Falls account for another 46 deaths in the historical record. These happen on steep, icy terrain where exhaustion, hypoxia, or a moment of lost coordination sends a climber off a ridge or down a slope.
Extreme Cold and Wind
Even during the climbing season in May, the summit averages around minus 26°C (minus 15°F) with winds of about 36 miles per hour. Factor in wind chill and the effective temperature drops to roughly minus 45°C (minus 49°F). At that wind chill, exposed skin can develop frostbite in about six to seven minutes.
In winter, conditions become almost incomprehensible. Average wind chill on the summit reaches minus 65°C (minus 85°F), and frostbite on exposed skin begins in under one minute. The most extreme temperatures recorded on the summit have plunged to minus 49°C, with winds reaching 180 miles per hour.
Hypothermia killed at least 11 climbers in the historical record, though the real number is almost certainly higher. Many of the 27 people classified as “disappeared” likely succumbed to cold and wind before being buried by snow or falling from exposed ridges. A climber who runs out of supplemental oxygen at high altitude loses not only the ability to think clearly but also the body heat generated by adequate metabolism. Sitting down to rest in the death zone is often the last decision a person makes.
Crowding and Oxygen Supply
In 2023, Nepal issued a record 478 climbing permits, and 18 climbers died that season. Overcrowding was cited as a major contributing factor. On summit day, hundreds of climbers may attempt to pass through the same narrow sections of the route, creating bottlenecks where people stand in line for hours at extreme altitude.
Those delays are dangerous because climbers carry a finite supply of supplemental oxygen, typically calculated for a specific pace and turnaround time. An unexpected two-hour wait in a queue at 28,000 feet can mean running out of oxygen on the descent, which is when most deaths occur. Oxygen regulators have also historically been unreliable, and a mechanical failure at high altitude can be fatal even if the bottles themselves are full. The weight of the oxygen system, which in earlier decades exceeded 30 pounds, adds to exhaustion and slows movement further.
Why Sherpas Face Different Risks
About one-third of all Everest deaths have been Sherpas. Of roughly 290 total fatalities recorded by the Himalayan Database, 94 were Sherpa workers. Their risk profile looks different from that of foreign climbers. While a commercial client is statistically more likely to die near the summit, a Sherpa is more likely to die in the Khumbu Icefall, where they make repeated trips to establish camps and fix ropes.
Sherpas carry heavy loads through the icefall dozens of times per season, multiplying their exposure to avalanche and serac collapse. The 2014 icefall disaster and a 2015 earthquake that killed at least 17 people at base camp (including seven Sherpas) highlight how the mountain’s deadliest moments often hit the workforce hardest.

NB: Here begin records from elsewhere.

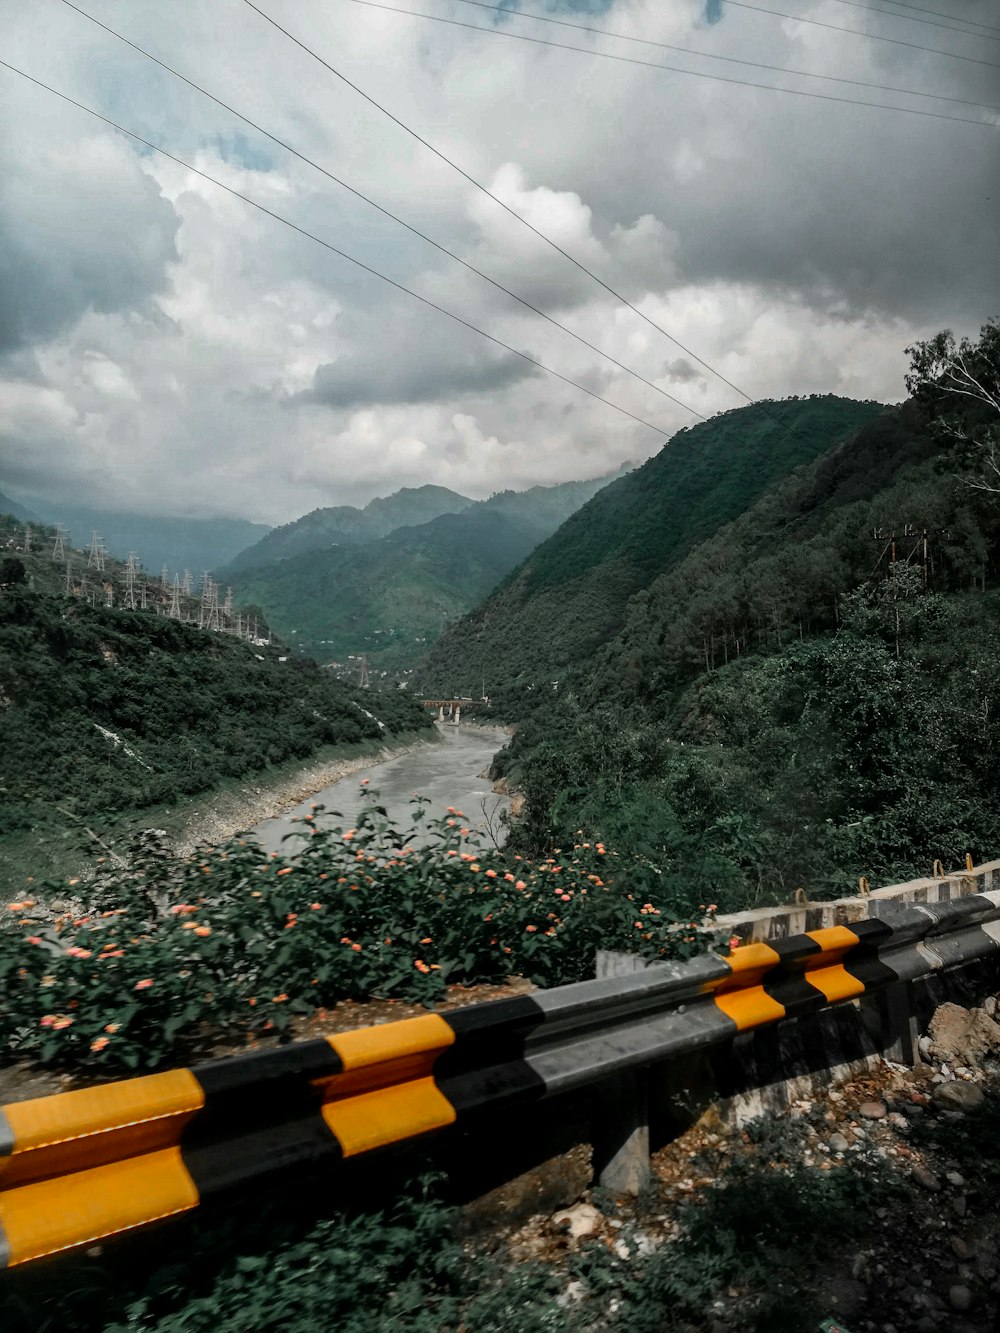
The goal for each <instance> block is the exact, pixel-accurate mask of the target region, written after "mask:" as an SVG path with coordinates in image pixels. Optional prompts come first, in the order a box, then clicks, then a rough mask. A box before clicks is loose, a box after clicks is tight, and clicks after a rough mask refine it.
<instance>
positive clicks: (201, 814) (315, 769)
mask: <svg viewBox="0 0 1000 1333" xmlns="http://www.w3.org/2000/svg"><path fill="white" fill-rule="evenodd" d="M437 744H440V736H439V734H437V732H436V730H432V732H411V733H403V734H400V736H399V737H396V738H395V740H393V744H391V745H379V744H377V742H365V744H361V745H352V746H351V748H349V750H351V752H349V753H345V750H347V746H336V748H335V749H333V750H332V752H331V753H329V754H320V756H317V757H315V758H312V760H308V761H307V762H304V764H296V765H295V766H293V768H289V769H288V770H287V772H284V773H281V772H280V770H279V774H280V776H279V774H275V776H268V778H267V780H265V781H264V782H261V781H260V780H255V781H245V782H241V784H240V785H239V786H236V788H232V789H231V790H227V792H217V793H215V796H212V797H211V798H209V800H207V801H205V802H203V808H201V809H200V810H197V812H193V813H192V816H191V818H189V820H188V822H187V824H185V825H184V826H183V828H181V829H179V830H177V833H176V836H175V837H173V838H171V845H172V846H175V848H176V849H177V850H179V852H191V850H193V848H196V846H199V845H200V844H204V842H208V844H215V842H223V841H225V840H227V838H231V837H233V836H235V834H236V833H243V832H245V830H247V829H251V828H253V826H255V825H256V824H261V822H263V821H264V820H273V818H280V817H281V816H283V814H285V813H287V812H288V810H289V809H292V808H293V806H296V805H299V804H300V802H301V801H307V800H309V797H312V796H316V794H317V793H319V792H321V790H324V789H325V788H328V786H332V785H333V784H335V782H339V781H341V778H344V777H349V776H351V774H352V773H359V772H361V770H363V769H368V768H372V766H373V765H377V764H387V762H389V761H391V760H393V758H400V757H401V756H403V754H409V753H411V752H412V750H417V749H421V748H424V746H428V745H437Z"/></svg>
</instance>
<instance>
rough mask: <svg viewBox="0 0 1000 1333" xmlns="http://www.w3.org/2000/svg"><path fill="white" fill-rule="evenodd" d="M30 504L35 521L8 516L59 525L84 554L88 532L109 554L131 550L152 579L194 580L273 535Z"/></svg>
mask: <svg viewBox="0 0 1000 1333" xmlns="http://www.w3.org/2000/svg"><path fill="white" fill-rule="evenodd" d="M31 505H32V508H33V509H35V513H36V515H37V517H33V516H31V515H28V513H27V511H24V507H23V505H19V507H17V509H21V511H24V512H21V513H19V512H17V509H15V511H12V512H13V513H15V516H16V517H19V519H21V520H23V521H24V520H25V517H27V521H28V523H45V524H49V525H55V524H61V525H63V528H64V531H65V535H67V541H68V543H69V545H72V547H77V548H80V549H87V548H88V547H89V544H91V536H92V533H95V532H97V533H99V535H100V537H101V539H103V541H104V547H105V549H107V551H108V553H109V555H112V556H115V557H116V559H119V560H127V559H128V553H129V551H135V552H136V555H137V556H139V559H140V561H141V563H143V565H144V567H145V568H147V569H149V571H151V572H152V573H156V575H159V572H160V569H161V567H163V565H167V569H168V572H169V573H171V576H172V575H173V573H175V572H183V571H184V569H191V572H192V575H193V576H195V577H196V579H199V577H200V576H201V573H203V571H205V569H208V571H211V572H217V571H219V569H221V567H223V565H225V564H227V563H228V561H229V560H232V557H233V556H235V555H237V553H239V552H240V551H243V549H244V548H245V547H248V545H249V544H251V543H256V541H259V540H260V539H261V537H263V536H264V535H265V533H268V532H269V531H271V529H269V528H268V525H267V524H263V523H251V521H249V520H247V519H191V517H175V516H169V515H165V516H161V515H155V516H153V515H141V513H117V512H115V511H111V509H96V508H89V507H84V505H69V504H63V503H60V501H52V500H47V499H44V497H41V496H32V497H31ZM4 509H5V501H0V513H1V512H4ZM7 512H11V511H7Z"/></svg>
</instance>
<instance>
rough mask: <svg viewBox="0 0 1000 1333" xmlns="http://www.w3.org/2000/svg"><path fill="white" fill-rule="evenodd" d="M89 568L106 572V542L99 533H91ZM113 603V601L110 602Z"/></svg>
mask: <svg viewBox="0 0 1000 1333" xmlns="http://www.w3.org/2000/svg"><path fill="white" fill-rule="evenodd" d="M87 568H88V569H97V571H99V572H100V573H104V543H103V541H101V539H100V537H99V536H97V533H96V532H95V533H92V535H91V549H89V552H88V556H87ZM108 605H111V603H108Z"/></svg>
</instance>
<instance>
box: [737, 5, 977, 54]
mask: <svg viewBox="0 0 1000 1333" xmlns="http://www.w3.org/2000/svg"><path fill="white" fill-rule="evenodd" d="M725 4H731V5H733V8H736V9H752V11H753V12H755V13H767V15H771V17H772V19H788V20H791V21H792V23H808V24H809V27H811V28H828V29H829V31H831V32H849V33H851V35H852V36H855V37H867V39H868V41H888V43H889V45H892V47H909V49H911V51H925V52H928V53H929V55H932V56H947V57H948V60H965V61H967V63H968V64H971V65H989V68H991V69H1000V65H997V64H995V63H993V61H992V60H976V57H975V56H957V55H956V53H955V52H953V51H941V48H940V47H921V45H920V44H919V43H916V41H904V40H903V39H901V37H884V36H881V35H880V33H876V32H861V31H860V29H859V28H841V27H840V25H839V24H836V23H823V21H821V20H820V19H803V16H801V15H797V13H785V12H784V11H781V9H765V8H764V7H763V5H759V4H751V3H749V0H725Z"/></svg>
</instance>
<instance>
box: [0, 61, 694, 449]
mask: <svg viewBox="0 0 1000 1333" xmlns="http://www.w3.org/2000/svg"><path fill="white" fill-rule="evenodd" d="M0 68H3V69H9V71H11V73H15V75H20V77H21V79H27V80H28V83H33V84H35V85H36V87H37V88H43V89H44V91H45V92H49V93H52V95H53V96H55V97H59V99H60V100H61V101H65V103H68V104H69V105H71V107H76V108H77V109H79V111H84V112H87V115H88V116H93V117H95V120H100V121H103V123H104V124H105V125H109V127H111V128H112V129H117V131H119V133H121V135H127V136H128V137H129V139H133V140H135V141H136V143H137V144H143V147H144V148H149V149H152V151H153V152H155V153H159V155H160V156H161V157H167V159H168V160H169V161H172V163H176V165H177V167H183V168H184V169H185V171H189V172H192V173H193V175H195V176H200V177H201V180H207V181H208V183H209V184H212V185H217V187H219V189H224V191H225V192H227V195H232V196H233V199H241V200H243V203H244V204H249V205H251V208H256V209H257V212H260V213H265V215H267V216H268V217H273V220H275V221H276V223H281V224H283V225H284V227H288V228H289V229H291V231H293V232H297V233H299V235H300V236H305V237H307V240H311V241H316V244H317V245H323V248H324V249H328V251H331V253H333V255H339V256H340V259H345V260H347V261H348V263H349V264H353V265H355V267H356V268H360V269H361V271H363V272H365V273H371V275H372V276H373V277H377V279H381V281H383V283H387V284H388V285H389V287H395V288H396V291H397V292H404V293H405V295H407V296H412V297H413V299H415V300H417V301H420V303H421V305H427V307H429V308H431V309H432V311H437V313H439V315H447V316H448V319H449V320H453V321H455V323H456V324H460V325H461V327H463V328H465V329H469V332H471V333H479V336H480V337H484V339H487V340H488V341H489V343H493V344H495V345H496V347H500V348H503V349H504V352H511V353H512V355H513V356H517V357H520V359H521V360H523V361H527V363H528V364H529V365H535V367H537V368H539V369H540V371H544V372H545V373H547V375H552V376H555V377H556V379H557V380H561V381H563V383H564V384H569V385H571V387H572V388H575V389H579V391H580V392H581V393H585V395H587V396H588V397H591V399H596V400H597V401H599V403H604V404H605V407H609V408H613V409H615V411H616V412H620V413H621V415H623V416H627V417H631V420H632V421H637V423H639V425H644V427H647V428H648V429H649V431H655V432H656V433H657V435H669V432H668V431H665V429H664V428H663V427H659V425H653V423H652V421H647V420H645V419H644V417H640V416H636V415H635V412H629V411H628V408H623V407H620V405H619V404H617V403H612V401H611V399H605V397H604V396H603V395H600V393H596V392H595V391H593V389H588V388H587V387H585V385H583V384H579V383H577V381H576V380H571V379H569V376H567V375H563V373H561V372H560V371H553V369H552V367H551V365H545V364H544V361H539V360H536V359H535V357H533V356H529V355H528V353H527V352H520V351H519V349H517V348H516V347H511V344H509V343H504V341H501V340H500V339H499V337H493V335H492V333H487V332H485V329H481V328H477V327H476V325H475V324H471V323H469V321H468V320H465V319H463V317H461V316H460V315H456V313H455V312H453V311H449V309H448V308H447V307H444V305H439V304H437V303H436V301H432V300H431V299H429V297H428V296H421V295H420V292H415V291H413V289H412V288H411V287H405V285H404V284H403V283H397V281H396V279H393V277H388V276H387V275H385V273H381V272H379V269H377V268H372V265H371V264H365V263H364V261H363V260H360V259H355V256H353V255H348V252H347V251H343V249H340V248H339V247H337V245H333V244H332V241H325V240H323V237H321V236H316V233H315V232H309V231H307V229H305V228H304V227H300V225H299V224H297V223H293V221H292V220H291V219H288V217H284V216H283V215H281V213H276V212H275V211H273V209H272V208H268V207H267V205H265V204H260V203H257V200H256V199H251V196H249V195H244V193H243V192H241V191H239V189H235V188H233V187H232V185H227V184H225V183H224V181H221V180H219V179H217V177H216V176H211V175H209V173H208V172H207V171H201V169H200V168H199V167H192V164H191V163H189V161H185V160H184V159H183V157H177V155H176V153H171V152H168V151H167V149H165V148H161V147H160V145H159V144H155V143H152V141H151V140H149V139H143V136H141V135H137V133H136V132H135V131H133V129H128V128H127V127H125V125H121V124H119V121H116V120H112V119H111V117H109V116H104V115H101V112H100V111H95V109H93V107H88V105H87V104H85V103H83V101H77V100H76V99H75V97H71V96H69V95H68V93H65V92H60V91H59V88H53V87H52V85H51V84H47V83H43V80H41V79H36V77H35V75H29V73H28V72H27V71H25V69H20V68H19V67H17V65H12V64H11V63H9V61H7V60H0Z"/></svg>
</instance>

Why Bodies Stay on the Mountain
More than 200 bodies remain on Everest, most of them in the death zone. Retrieving a body requires six to ten Sherpas working for most of a day, at extreme personal risk, and costs between $30,000 and $70,000. A frozen body that weighed 80 kilograms in life can weigh 150 kilograms when encased in ice. Helicopters generally cannot land above Camp 2 at 21,000 feet because the air is too thin to generate sufficient lift. Recovery attempts have themselves resulted in deaths, which is why many families ultimately choose to leave their loved ones on the mountain.